'Age is just a number, right?' - Let's assume for all intents and purposes that all of the parties concerned are of or over the consenting age.
I understand that if you love someone, then you love someone. You can't tell your heart who to fall in love with, and at the same time you don't fall in love with someone just for their age. I find it extremely difficult to look past some of these differences. For example Bryan Ferry (Famous Singer from Roxymusic) who is 66/67 has just married a 29 year old. In my opinion, that's ludicrous. However, if the parties in question are in love and are happy, I am also of the opinion that it is their decision, nobody else can comment on what they do not know or fully understand. They must be living two very different lifestyle, one that may be ready to start a family, and the other who may already have a family and is in the relationship for completely different reasons - i.e. physical aspect only.
There are two main schools of thought on this subject.
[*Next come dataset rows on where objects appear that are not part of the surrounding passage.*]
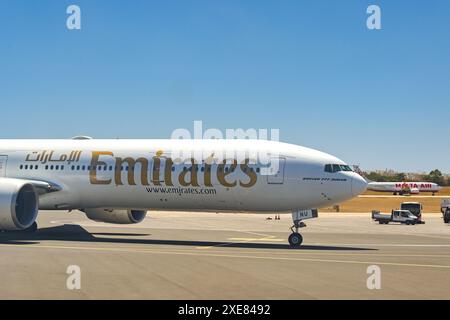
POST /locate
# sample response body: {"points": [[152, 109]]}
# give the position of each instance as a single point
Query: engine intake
{"points": [[116, 216], [19, 204]]}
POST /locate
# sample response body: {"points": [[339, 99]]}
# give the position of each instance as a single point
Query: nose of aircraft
{"points": [[359, 185]]}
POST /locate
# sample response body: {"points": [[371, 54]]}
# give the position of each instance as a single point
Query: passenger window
{"points": [[336, 168]]}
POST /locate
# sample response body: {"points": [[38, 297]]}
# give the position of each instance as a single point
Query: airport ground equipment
{"points": [[445, 203], [415, 208], [399, 216], [446, 215]]}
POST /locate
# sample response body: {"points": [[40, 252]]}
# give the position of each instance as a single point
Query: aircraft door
{"points": [[3, 162], [277, 177]]}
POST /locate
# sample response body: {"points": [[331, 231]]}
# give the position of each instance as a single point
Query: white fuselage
{"points": [[144, 174]]}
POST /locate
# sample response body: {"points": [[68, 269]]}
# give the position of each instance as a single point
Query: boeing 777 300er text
{"points": [[119, 181]]}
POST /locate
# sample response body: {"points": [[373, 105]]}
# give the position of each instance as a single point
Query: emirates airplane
{"points": [[119, 181]]}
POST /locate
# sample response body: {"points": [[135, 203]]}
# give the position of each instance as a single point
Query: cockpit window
{"points": [[332, 168]]}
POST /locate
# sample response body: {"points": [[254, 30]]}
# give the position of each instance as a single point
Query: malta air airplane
{"points": [[119, 181], [402, 188]]}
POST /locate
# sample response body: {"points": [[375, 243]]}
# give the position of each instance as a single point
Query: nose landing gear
{"points": [[296, 239]]}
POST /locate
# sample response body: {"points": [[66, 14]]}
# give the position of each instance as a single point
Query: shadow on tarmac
{"points": [[76, 233]]}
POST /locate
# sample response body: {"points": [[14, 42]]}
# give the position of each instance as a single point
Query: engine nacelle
{"points": [[19, 204], [116, 216]]}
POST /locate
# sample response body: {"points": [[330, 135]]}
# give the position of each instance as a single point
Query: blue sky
{"points": [[140, 69]]}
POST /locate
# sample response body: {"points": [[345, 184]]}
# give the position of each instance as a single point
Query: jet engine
{"points": [[119, 216], [19, 204]]}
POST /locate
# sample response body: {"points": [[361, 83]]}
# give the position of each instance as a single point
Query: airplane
{"points": [[120, 181], [402, 188]]}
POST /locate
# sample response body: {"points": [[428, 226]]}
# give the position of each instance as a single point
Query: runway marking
{"points": [[265, 237], [401, 197], [208, 254], [257, 239]]}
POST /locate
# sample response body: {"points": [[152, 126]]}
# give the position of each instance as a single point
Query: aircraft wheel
{"points": [[32, 228], [295, 240]]}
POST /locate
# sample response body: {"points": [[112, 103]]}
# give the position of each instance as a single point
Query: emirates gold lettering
{"points": [[188, 176]]}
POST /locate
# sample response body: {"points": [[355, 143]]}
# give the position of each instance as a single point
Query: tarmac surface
{"points": [[181, 255]]}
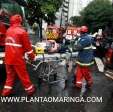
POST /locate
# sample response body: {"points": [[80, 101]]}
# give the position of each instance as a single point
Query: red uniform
{"points": [[16, 45], [2, 34]]}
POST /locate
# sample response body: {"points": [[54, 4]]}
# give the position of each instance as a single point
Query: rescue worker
{"points": [[16, 45], [2, 35], [84, 59]]}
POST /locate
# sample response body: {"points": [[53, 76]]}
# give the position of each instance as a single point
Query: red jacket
{"points": [[17, 43], [2, 34]]}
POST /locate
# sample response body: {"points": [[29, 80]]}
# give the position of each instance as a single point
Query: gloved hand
{"points": [[35, 58]]}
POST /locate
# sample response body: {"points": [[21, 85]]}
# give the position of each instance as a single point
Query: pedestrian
{"points": [[17, 43], [84, 59]]}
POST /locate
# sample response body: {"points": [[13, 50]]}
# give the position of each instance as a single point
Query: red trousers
{"points": [[20, 71], [83, 72]]}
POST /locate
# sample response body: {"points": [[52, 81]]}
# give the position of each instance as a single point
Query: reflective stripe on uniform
{"points": [[79, 82], [29, 52], [90, 47], [85, 64], [13, 44], [7, 87], [27, 89]]}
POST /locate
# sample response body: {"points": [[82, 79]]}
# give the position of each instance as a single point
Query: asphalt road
{"points": [[102, 87]]}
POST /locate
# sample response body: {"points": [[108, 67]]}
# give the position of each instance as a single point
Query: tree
{"points": [[42, 9], [98, 14]]}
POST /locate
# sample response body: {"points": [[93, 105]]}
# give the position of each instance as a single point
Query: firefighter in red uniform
{"points": [[16, 45], [2, 35], [84, 59]]}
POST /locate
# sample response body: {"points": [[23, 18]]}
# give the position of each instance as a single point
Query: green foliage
{"points": [[44, 9], [76, 20], [98, 14]]}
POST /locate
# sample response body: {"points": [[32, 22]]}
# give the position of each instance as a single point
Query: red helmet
{"points": [[84, 29], [78, 29]]}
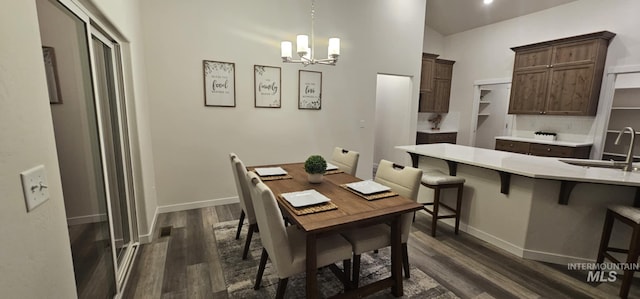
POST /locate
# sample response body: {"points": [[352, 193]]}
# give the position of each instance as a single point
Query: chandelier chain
{"points": [[313, 40]]}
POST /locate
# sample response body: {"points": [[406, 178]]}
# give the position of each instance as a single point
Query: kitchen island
{"points": [[534, 207]]}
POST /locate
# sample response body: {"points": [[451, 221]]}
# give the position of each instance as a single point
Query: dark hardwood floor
{"points": [[183, 263], [92, 260]]}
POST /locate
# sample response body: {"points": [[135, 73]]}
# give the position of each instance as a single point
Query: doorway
{"points": [[392, 125], [92, 141], [490, 118]]}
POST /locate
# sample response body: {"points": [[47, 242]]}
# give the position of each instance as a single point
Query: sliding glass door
{"points": [[92, 137], [112, 127]]}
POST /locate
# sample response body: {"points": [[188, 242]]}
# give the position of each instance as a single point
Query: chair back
{"points": [[405, 181], [242, 186], [346, 160], [273, 232]]}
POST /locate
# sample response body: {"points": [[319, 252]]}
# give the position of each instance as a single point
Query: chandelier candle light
{"points": [[306, 53]]}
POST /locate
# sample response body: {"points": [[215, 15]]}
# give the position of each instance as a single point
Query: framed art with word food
{"points": [[219, 83], [267, 80], [309, 90]]}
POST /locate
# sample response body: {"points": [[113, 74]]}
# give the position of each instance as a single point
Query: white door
{"points": [[392, 125]]}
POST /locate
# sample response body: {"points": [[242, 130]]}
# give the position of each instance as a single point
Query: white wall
{"points": [[433, 41], [35, 256], [484, 53], [393, 105], [191, 142]]}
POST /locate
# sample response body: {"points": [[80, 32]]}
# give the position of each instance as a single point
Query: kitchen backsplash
{"points": [[450, 121], [568, 128]]}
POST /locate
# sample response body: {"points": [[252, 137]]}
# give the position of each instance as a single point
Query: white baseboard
{"points": [[86, 219], [147, 238], [516, 250], [554, 258], [197, 204], [500, 243]]}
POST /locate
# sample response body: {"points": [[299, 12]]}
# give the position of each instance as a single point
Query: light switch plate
{"points": [[35, 187]]}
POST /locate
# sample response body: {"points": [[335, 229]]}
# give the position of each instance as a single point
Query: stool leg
{"points": [[632, 258], [606, 235], [458, 205], [434, 216]]}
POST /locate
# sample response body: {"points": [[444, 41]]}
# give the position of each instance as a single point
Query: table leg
{"points": [[396, 257], [312, 267]]}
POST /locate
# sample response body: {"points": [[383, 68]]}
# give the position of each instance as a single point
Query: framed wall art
{"points": [[309, 90], [219, 83], [51, 70], [267, 80]]}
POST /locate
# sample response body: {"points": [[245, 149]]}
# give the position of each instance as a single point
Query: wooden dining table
{"points": [[352, 211]]}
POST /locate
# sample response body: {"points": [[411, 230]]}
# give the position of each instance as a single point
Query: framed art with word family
{"points": [[309, 90], [219, 83], [267, 80]]}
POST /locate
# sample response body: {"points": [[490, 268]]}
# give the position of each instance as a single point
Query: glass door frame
{"points": [[121, 265], [93, 27]]}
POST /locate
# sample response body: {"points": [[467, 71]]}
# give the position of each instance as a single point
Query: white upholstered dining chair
{"points": [[346, 160], [242, 185], [285, 246], [405, 181]]}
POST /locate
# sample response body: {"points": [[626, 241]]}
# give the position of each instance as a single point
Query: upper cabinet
{"points": [[435, 84], [428, 72], [559, 77]]}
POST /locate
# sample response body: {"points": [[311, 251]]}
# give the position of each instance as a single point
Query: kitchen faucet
{"points": [[629, 161]]}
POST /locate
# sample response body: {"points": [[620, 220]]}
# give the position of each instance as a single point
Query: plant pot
{"points": [[315, 178]]}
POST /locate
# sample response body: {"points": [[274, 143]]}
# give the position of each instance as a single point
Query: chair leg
{"points": [[606, 235], [282, 287], [346, 265], [458, 205], [434, 216], [632, 258], [405, 260], [263, 264], [240, 225], [247, 243], [355, 278]]}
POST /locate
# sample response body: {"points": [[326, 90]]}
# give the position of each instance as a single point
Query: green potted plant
{"points": [[315, 166]]}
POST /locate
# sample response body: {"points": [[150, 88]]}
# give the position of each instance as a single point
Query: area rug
{"points": [[240, 274]]}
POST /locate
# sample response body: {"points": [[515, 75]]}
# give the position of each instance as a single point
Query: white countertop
{"points": [[431, 131], [525, 165], [554, 142]]}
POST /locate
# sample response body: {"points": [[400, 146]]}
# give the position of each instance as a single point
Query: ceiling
{"points": [[454, 16]]}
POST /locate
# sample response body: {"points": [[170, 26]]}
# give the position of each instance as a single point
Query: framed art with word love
{"points": [[309, 90]]}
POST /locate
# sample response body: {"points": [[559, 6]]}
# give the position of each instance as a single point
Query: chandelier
{"points": [[306, 53]]}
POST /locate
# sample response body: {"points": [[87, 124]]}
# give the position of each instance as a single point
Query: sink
{"points": [[597, 163]]}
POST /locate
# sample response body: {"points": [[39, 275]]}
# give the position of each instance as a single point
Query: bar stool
{"points": [[630, 216], [438, 180]]}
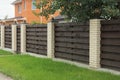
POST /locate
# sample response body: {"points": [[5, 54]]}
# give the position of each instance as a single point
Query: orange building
{"points": [[25, 8]]}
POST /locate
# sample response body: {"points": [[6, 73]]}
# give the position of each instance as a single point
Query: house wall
{"points": [[28, 13]]}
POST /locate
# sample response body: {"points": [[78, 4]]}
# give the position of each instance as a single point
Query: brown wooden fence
{"points": [[36, 39], [72, 42], [110, 44], [18, 38], [8, 37]]}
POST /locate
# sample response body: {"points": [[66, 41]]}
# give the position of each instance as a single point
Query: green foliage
{"points": [[80, 10]]}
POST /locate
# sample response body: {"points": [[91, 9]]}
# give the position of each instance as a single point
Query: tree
{"points": [[80, 10]]}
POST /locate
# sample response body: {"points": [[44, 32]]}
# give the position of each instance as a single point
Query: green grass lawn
{"points": [[25, 67]]}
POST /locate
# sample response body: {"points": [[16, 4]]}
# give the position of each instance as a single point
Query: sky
{"points": [[6, 9]]}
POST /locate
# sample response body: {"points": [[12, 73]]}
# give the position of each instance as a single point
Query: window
{"points": [[19, 9], [33, 6], [24, 4]]}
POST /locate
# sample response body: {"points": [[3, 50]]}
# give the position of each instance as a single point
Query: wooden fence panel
{"points": [[36, 39], [110, 44], [8, 37], [18, 38], [72, 42]]}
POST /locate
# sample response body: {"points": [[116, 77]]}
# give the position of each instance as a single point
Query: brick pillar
{"points": [[23, 38], [95, 32], [50, 40], [14, 37], [2, 36]]}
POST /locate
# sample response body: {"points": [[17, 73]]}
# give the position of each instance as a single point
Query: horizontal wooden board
{"points": [[72, 34], [107, 41], [110, 28], [110, 34], [70, 45], [72, 51], [113, 49], [37, 38], [111, 56], [70, 40], [81, 29]]}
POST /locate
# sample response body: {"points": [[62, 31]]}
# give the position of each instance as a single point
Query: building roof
{"points": [[16, 1]]}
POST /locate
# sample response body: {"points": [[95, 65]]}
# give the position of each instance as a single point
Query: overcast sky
{"points": [[6, 8]]}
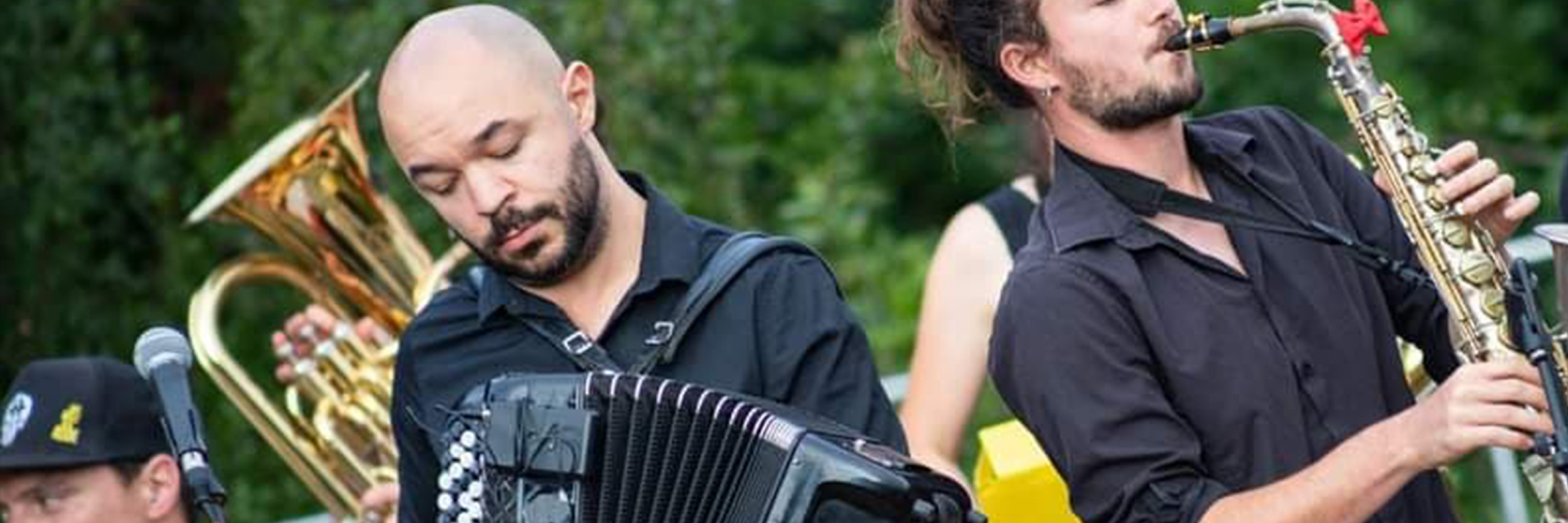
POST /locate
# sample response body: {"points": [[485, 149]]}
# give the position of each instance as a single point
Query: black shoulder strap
{"points": [[571, 341], [1010, 211], [722, 267], [1149, 198]]}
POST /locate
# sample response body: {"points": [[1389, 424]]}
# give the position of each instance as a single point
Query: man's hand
{"points": [[314, 326], [1479, 192], [1482, 404], [380, 503]]}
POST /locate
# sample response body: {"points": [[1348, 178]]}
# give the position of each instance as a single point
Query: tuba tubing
{"points": [[347, 248]]}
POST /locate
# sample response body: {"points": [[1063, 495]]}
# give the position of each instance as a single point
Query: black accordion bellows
{"points": [[617, 448]]}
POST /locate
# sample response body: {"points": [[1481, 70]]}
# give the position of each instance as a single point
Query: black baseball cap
{"points": [[76, 412]]}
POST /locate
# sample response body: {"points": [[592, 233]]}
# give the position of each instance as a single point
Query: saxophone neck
{"points": [[1205, 32]]}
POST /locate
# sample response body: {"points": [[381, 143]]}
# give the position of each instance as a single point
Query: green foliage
{"points": [[118, 116]]}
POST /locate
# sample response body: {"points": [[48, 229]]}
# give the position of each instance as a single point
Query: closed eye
{"points": [[510, 151]]}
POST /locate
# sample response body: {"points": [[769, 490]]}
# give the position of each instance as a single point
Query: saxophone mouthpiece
{"points": [[1201, 33]]}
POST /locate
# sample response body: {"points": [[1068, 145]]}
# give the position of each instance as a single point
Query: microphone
{"points": [[163, 357]]}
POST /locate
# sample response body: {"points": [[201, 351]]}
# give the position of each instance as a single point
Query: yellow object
{"points": [[1015, 479], [67, 431]]}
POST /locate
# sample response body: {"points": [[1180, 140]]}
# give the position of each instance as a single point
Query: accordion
{"points": [[621, 448]]}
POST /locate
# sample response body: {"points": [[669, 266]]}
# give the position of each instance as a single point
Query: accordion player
{"points": [[621, 448]]}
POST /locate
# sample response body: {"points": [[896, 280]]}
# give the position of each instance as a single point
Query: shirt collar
{"points": [[670, 252], [1081, 211]]}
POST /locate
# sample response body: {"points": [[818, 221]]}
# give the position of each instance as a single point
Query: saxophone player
{"points": [[1180, 369]]}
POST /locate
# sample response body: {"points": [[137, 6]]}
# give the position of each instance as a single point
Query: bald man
{"points": [[496, 134]]}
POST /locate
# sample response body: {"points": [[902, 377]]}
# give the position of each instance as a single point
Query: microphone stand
{"points": [[1531, 338]]}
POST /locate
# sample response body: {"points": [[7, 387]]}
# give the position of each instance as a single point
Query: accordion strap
{"points": [[722, 267], [733, 256]]}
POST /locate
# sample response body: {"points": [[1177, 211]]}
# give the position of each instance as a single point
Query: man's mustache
{"points": [[510, 220]]}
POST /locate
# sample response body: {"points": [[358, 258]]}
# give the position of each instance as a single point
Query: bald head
{"points": [[487, 35], [461, 71]]}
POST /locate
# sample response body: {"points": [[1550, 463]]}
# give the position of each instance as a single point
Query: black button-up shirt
{"points": [[1159, 379], [780, 332]]}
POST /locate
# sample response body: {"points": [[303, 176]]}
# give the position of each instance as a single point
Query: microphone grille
{"points": [[161, 346]]}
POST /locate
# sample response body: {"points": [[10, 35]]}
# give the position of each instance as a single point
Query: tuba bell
{"points": [[350, 250]]}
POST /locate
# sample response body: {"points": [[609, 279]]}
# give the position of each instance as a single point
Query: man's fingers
{"points": [[1468, 180], [1494, 435], [320, 318], [369, 330], [1522, 206], [1507, 393], [1512, 416], [1459, 158], [284, 374], [1496, 190]]}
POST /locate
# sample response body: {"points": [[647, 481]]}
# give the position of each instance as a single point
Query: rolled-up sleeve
{"points": [[1071, 362]]}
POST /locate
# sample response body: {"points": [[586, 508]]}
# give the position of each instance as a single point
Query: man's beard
{"points": [[1149, 104], [584, 228]]}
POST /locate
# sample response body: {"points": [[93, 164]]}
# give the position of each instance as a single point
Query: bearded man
{"points": [[1180, 369], [498, 135]]}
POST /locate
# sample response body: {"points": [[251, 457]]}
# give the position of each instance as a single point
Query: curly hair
{"points": [[953, 51]]}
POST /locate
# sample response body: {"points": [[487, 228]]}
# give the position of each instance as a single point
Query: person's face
{"points": [[1112, 65], [77, 495], [506, 161]]}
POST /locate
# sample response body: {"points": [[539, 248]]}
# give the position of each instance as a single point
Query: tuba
{"points": [[346, 247], [1465, 262]]}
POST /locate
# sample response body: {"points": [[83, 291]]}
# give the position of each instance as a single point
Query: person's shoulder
{"points": [[1256, 120], [451, 307]]}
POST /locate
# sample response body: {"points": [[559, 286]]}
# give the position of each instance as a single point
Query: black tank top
{"points": [[1010, 209]]}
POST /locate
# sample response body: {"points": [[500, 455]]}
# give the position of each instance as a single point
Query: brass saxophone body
{"points": [[1465, 262]]}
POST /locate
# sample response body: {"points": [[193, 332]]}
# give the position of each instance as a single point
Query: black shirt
{"points": [[1010, 209], [1159, 379], [780, 332]]}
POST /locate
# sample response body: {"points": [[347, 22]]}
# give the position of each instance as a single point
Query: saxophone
{"points": [[1465, 262]]}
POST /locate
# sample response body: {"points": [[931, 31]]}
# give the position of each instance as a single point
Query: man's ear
{"points": [[578, 84], [159, 484], [1029, 65]]}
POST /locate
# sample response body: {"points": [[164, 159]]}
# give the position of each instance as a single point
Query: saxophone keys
{"points": [[1435, 200], [1492, 302], [1456, 233], [1426, 172], [1478, 269]]}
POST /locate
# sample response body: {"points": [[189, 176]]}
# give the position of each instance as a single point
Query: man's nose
{"points": [[490, 190]]}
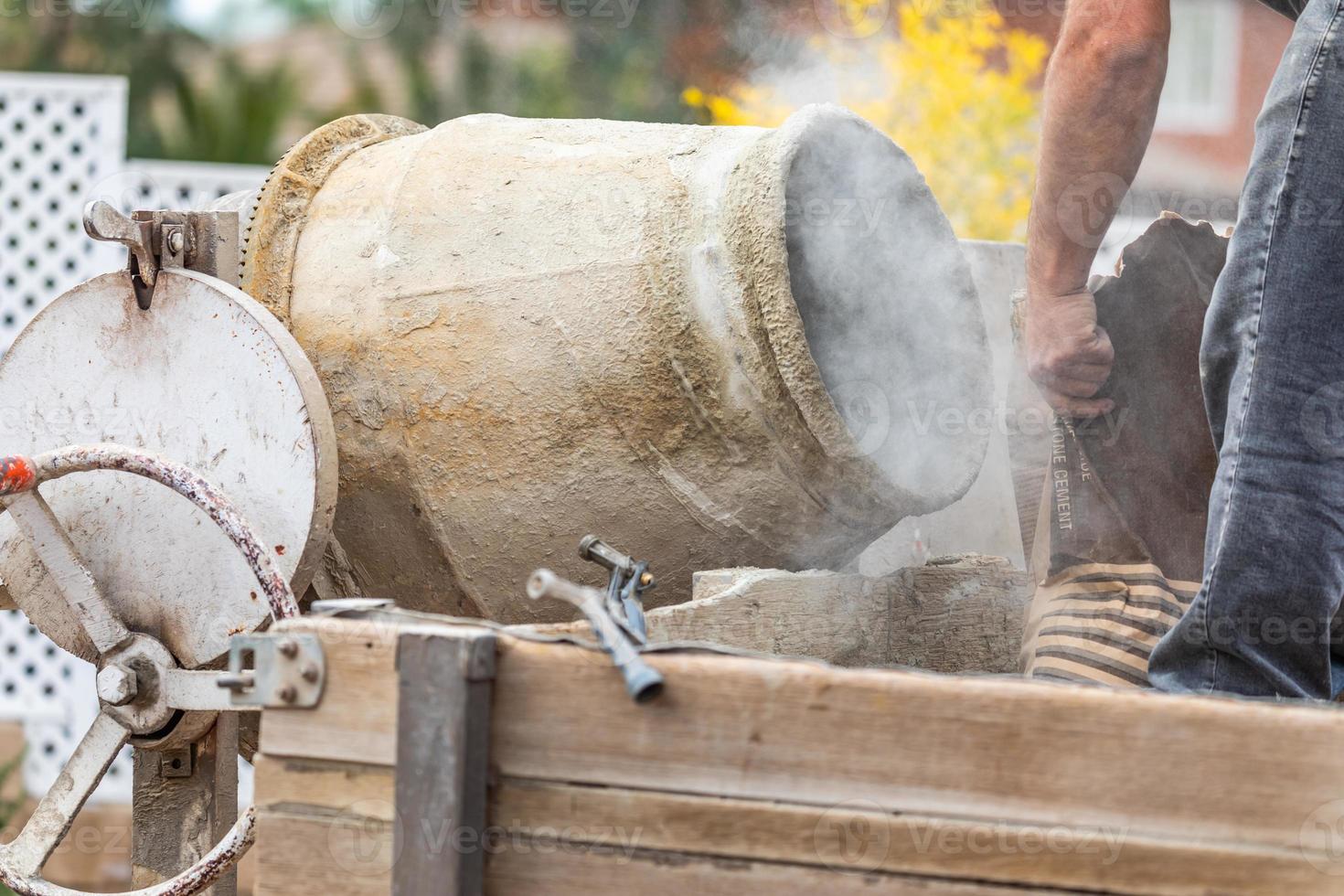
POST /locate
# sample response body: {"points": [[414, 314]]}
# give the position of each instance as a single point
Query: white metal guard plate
{"points": [[208, 378]]}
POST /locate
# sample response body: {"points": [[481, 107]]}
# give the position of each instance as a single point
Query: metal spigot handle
{"points": [[643, 681]]}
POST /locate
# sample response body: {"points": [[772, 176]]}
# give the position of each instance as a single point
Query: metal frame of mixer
{"points": [[183, 724]]}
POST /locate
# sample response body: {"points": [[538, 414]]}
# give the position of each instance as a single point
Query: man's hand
{"points": [[1067, 354]]}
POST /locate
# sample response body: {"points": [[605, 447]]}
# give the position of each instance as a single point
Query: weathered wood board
{"points": [[754, 775], [955, 614]]}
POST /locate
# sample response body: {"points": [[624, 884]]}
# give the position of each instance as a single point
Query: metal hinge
{"points": [[274, 670], [205, 242]]}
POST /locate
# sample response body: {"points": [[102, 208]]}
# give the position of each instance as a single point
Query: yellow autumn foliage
{"points": [[955, 88]]}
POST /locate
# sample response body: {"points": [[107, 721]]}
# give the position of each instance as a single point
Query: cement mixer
{"points": [[722, 346]]}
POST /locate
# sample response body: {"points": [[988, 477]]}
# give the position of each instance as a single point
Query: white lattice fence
{"points": [[62, 144]]}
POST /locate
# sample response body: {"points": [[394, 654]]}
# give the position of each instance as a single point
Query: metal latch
{"points": [[205, 242], [274, 670]]}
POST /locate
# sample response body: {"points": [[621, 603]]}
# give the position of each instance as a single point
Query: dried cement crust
{"points": [[269, 243]]}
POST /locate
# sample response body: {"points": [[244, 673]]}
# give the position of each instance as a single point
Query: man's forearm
{"points": [[1101, 100]]}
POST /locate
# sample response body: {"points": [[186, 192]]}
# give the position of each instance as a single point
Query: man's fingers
{"points": [[1072, 406], [1083, 371], [1100, 351], [1074, 389]]}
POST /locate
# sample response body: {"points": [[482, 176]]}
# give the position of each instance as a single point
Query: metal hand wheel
{"points": [[140, 686]]}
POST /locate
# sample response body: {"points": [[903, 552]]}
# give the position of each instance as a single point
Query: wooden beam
{"points": [[860, 838], [571, 870], [1226, 784], [443, 761], [960, 615]]}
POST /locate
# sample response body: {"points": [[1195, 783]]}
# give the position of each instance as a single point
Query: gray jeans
{"points": [[1264, 623]]}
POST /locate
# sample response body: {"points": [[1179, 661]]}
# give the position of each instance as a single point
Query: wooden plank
{"points": [[964, 615], [323, 787], [357, 718], [443, 759], [858, 837], [315, 855], [937, 744], [1226, 772], [571, 870]]}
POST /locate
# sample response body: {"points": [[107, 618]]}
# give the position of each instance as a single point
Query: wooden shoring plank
{"points": [[858, 837], [568, 869], [357, 718], [994, 749], [443, 761], [323, 787], [323, 855]]}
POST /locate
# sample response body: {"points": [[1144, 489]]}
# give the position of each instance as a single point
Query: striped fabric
{"points": [[1097, 623]]}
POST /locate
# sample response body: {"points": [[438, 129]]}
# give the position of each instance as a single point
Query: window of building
{"points": [[1201, 70]]}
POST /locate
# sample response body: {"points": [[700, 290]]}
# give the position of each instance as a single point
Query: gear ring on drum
{"points": [[137, 699]]}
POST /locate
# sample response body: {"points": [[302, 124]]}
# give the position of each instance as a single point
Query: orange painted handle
{"points": [[16, 475]]}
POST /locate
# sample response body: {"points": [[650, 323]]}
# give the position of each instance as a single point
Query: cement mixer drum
{"points": [[714, 346], [205, 378]]}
Larger age gaps are completely unacceptable on the one hand, and it's up to those involved on the other. I honestly don't know where I sit on this particular situation. Is it all a bit taboo? Society perceives things in different ways, and everyones' moral compass is different, but is it situational? Does it depend on who is involved, what ages they are, or does it really not make a blind bit of difference? Can people be happy regardless of the judgement and with people frowning on their decisions.
I realise I'm getting overly philosophical over this, but I needed to get it in black and white, structure my thoughts, as I'm completely on the fence. Personally, my instincts tell me that it's not normal - but that doesn't necessarily mean it's not right. At the same time I know people that have made larger age gaps work and are the epitome of happiness and I wholeheartedly support their decisions. I'm also of the opinion that people can make their own decisions and it's up to them what is right/wrong in each situation. We shouldn't judge their relationships as we do not understand what they feel/think, but I cannot help but wonder how the topic has attracted such negative connotations both in media and society in so-called 'modern day'.
Age gaps in relationships can make for a fully-functional set-up. They can also create problems due to those concerned being worlds apart in upbringing or culture for example. I personally think that it is down to the individual to make such a situation work and result in a successful and long term relationship.
Although I am no closer to a clear-cut decision, I am much clearer on both sides of the argument and I will think hard before passing judgement (not that I did anyway) as I don't understand all the details in someone elses' lives. I am fully supportive of those that choose to go ahead with this kind of relationship, but I also don't blame those that steer clear of such a thing all together.